Papers.SmoothMinimization_Nesterov_2004.Sections.section04

source

theorem weighted_sum_bound_hatu {E1 : Type u_1} {E2 : Type u_2} [NormedAddCommGroup E1] [NormedSpace ℝ E1] [FiniteDimensional ℝ E1] [NormedAddCommGroup E2] [NormedSpace ℝ E2] [FiniteDimensional ℝ E2] (Q1 : Set E1) (Q2 : Set E2) (A : E1 →L[ℝ ] E2 →L[ℝ ] ℝ) (fhat : E1 → ℝ) (phihat d2 : E2 → ℝ) (μ : ℝ) (uμ : E1 → E2) (A' : E1 →ₗ[ℝ ] Module.Dual ℝ E2) (xSeq : ℕ → ↑Q1) (N : ℕ) (hatu : ↑Q2) (hhatudef : ↑hatu = ∑ i ∈ Finset.range (N + 1), (2 * (↑i + 1) / ((↑N + 1) * (↑N + 2))) • uμ ↑(xSeq i)) (hQ1_open : IsOpen Q1) (hQ1_convex : Convex ℝ Q1) (hfhat_convex : ConvexOn ℝ Q1 fhat) (hfhat_diff : DifferentiableOn ℝ fhat Q1) (hfbar_diff : DifferentiableOn ℝ (SmoothedObjective Q2 A phihat d2 μ fhat) Q1) (hphihat_convex : ConvexOn ℝ Q2 phihat) (hμ_nonneg : 0 ≤ μ) (hd2_nonneg : ∀ u ∈ Q2, 0 ≤ d2 u) (hmax : ∀ (x : E1), IsSmoothedMaximizer Q2 A phihat d2 μ x (uμ x)) (hderivμ : ∀ (x : E1), fderiv ℝ (SmoothedMaxFunction Q2 A phihat d2 μ) x = LinearMap.toContinuousLinearMap ((AdjointOperator A') (uμ x))) (hpair : ∀ (x : E1) (u : E2), DualPairing ((AdjointOperator A') u) x = (A x) u) (x : E1) :

x ∈ Q1 → ∑ i ∈ Finset.range (N + 1), (↑i + 1) * (SmoothedObjective Q2 A phihat d2 μ fhat ↑(xSeq i) + DualPairing (↑(fderiv ℝ (SmoothedObjective Q2 A phihat d2 μ fhat) ↑(xSeq i))) (x - ↑(xSeq i))) ≤ (↑N + 1) * (↑N + 2) / 2 * (fhat x + (A x) ↑hatu - phihat ↑hatu)
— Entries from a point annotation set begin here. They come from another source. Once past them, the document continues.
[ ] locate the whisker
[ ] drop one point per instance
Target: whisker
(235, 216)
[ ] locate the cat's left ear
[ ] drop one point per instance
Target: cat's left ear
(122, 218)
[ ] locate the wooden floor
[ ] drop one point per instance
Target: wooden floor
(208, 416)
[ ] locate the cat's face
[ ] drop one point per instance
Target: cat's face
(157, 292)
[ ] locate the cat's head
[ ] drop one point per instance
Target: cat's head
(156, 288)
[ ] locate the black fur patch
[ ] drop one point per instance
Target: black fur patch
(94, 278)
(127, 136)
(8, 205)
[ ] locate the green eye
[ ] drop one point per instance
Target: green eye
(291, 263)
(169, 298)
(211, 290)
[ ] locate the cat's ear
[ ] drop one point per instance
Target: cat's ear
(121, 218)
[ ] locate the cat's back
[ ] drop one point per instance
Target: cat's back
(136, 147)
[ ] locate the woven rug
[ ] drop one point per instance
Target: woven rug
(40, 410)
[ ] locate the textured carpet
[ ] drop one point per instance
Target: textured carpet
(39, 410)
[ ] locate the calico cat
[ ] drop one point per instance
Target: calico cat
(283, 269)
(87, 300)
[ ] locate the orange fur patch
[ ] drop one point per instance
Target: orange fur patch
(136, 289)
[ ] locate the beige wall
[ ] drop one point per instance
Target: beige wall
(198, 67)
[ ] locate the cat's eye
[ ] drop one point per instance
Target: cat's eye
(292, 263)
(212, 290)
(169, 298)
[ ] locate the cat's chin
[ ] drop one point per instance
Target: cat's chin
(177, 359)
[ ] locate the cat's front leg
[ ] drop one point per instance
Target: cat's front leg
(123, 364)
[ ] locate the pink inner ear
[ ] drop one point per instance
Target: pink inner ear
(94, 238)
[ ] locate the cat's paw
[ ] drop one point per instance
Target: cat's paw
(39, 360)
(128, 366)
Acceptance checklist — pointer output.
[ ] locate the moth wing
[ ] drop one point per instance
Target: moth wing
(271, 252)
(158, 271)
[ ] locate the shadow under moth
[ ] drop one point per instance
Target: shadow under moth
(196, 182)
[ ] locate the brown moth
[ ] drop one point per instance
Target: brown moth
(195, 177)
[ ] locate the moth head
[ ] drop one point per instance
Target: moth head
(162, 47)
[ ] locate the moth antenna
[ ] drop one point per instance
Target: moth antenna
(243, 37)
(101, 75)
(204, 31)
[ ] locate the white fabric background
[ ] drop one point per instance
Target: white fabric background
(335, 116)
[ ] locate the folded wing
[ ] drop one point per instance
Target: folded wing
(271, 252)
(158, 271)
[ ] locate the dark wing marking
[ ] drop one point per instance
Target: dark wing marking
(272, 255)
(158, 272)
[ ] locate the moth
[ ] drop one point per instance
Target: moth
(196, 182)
Weighted linearization sum bound using the averaged dual point.

source

theorem mu_sq_identity (D1 D2 σ1 σ2 μ Aop : ℝ) (N : ℕ) (hμ_def : μ = 2 * Aop / (↑N + 1) * √(D1 / (σ1 * σ2 * D2))) (hσ1 : 0 < σ1) (hσ2 : 0 < σ2) (hD1 : 0 ≤ D1) (hD2 : 0 ≤ D2) (hD2ne : D2 ≠ 0) :

μ ^ 2 * (σ1 * σ2 * D2) * (↑N + 1) ^ 2 = 4 * Aop ^ 2 * D1

If μ is chosen as in the smoothing rule, its square satisfies the scaling identity.

source

theorem mu_mul_D2_sqrt (D1 D2 σ1 σ2 μ Aop : ℝ) (N : ℕ) (hμ_def : μ = 2 * Aop / (↑N + 1) * √(D1 / (σ1 * σ2 * D2))) (hD2 : 0 ≤ D2) (hσ1 : 0 < σ1) (hσ2 : 0 < σ2) :

μ * D2 = 2 * Aop / (↑N + 1) * √(D1 * D2 / (σ1 * σ2))
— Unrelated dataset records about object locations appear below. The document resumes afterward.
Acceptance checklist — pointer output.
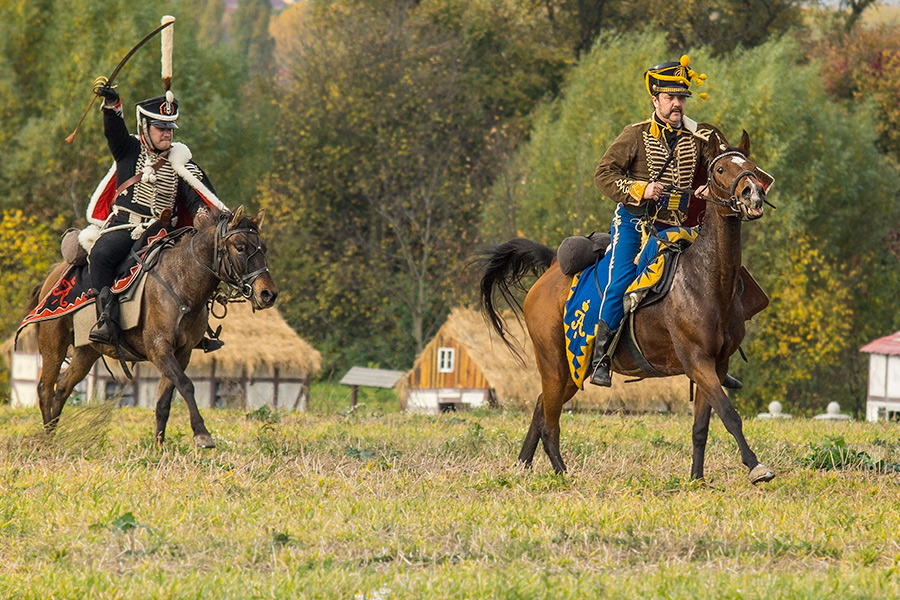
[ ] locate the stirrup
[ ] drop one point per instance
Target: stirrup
(601, 375)
(101, 333)
(210, 344)
(732, 383)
If μ is chosen as in the smoothing rule, then μ * D2 simplifies to the sqrt expression.

source

theorem mu_inv_term_eq (D1 D2 σ1 σ2 μ Aop : ℝ) (N : ℕ) (hμ_def : μ = 2 * Aop / (↑N + 1) * √(D1 / (σ1 * σ2 * D2))) (hσ1 : 0 < σ1) (hσ2 : 0 < σ2) (hD1 : 0 ≤ D1) (hD2 : 0 ≤ D2) (hμ : μ ≠ 0) :

4 * (1 / (μ * σ2)) * Aop ^ 2 * D1 / (σ1 * (↑N + 1) * (↑N + 2)) = μ * D2 * (↑N + 1) / (↑N + 2)
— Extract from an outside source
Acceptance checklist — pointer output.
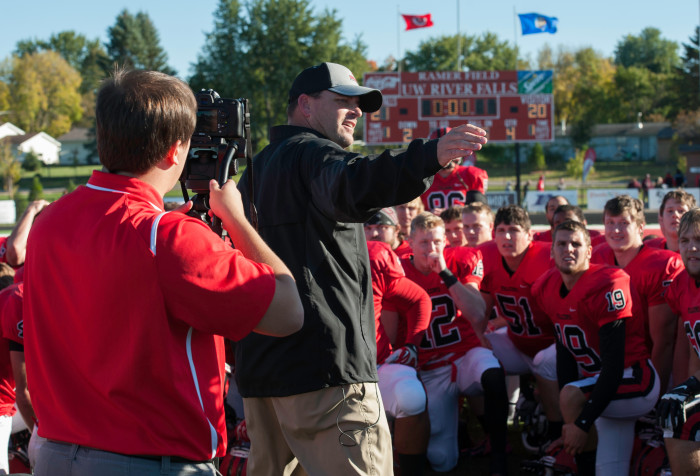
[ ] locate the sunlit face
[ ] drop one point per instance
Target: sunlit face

The inverse-μ term equals μ * D2 scaled by (N+1)/(N+2).

source

theorem mu_inv_term_le (D1 D2 σ1 σ2 μ Aop : ℝ) (N : ℕ) (hμ_def : μ = 2 * Aop / (↑N + 1) * √(D1 / (σ1 * σ2 * D2))) (hσ1 : 0 < σ1) (hσ2 : 0 < σ2) (hD1 : 0 ≤ D1) (hD2 : 0 ≤ D2) (hAop : 0 ≤ Aop) :

4 * (1 / (μ * σ2)) * Aop ^ 2 * D1 / (σ1 * (↑N + 1) * (↑N + 2)) ≤ 2 * Aop / (↑N + 1) * √(D1 * D2 / (σ1 * σ2))

The inverse-μ term is bounded by the sqrt expression.

source

theorem mu_simplify_bound (D1 D2 σ1 σ2 μ : ℝ) (N : ℕ) (Aop : ℝ) (hμ_def : μ = 2 * Aop / (↑N + 1) * √(D1 / (σ1 * σ2 * D2))) (hD1 : 0 ≤ D1) (hD2 : 0 ≤ D2) (hσ1 : 0 < σ1) (hσ2 : 0 < σ2) (hAop : 0 ≤ Aop) :

μ * D2 + 4 * (1 / (μ * σ2)) * Aop ^ 2 * D1 / (σ1 * (↑N + 1) * (↑N + 2)) ≤ 4 * Aop / (↑N + 1) * √(D1 * D2 / (σ1 * σ2))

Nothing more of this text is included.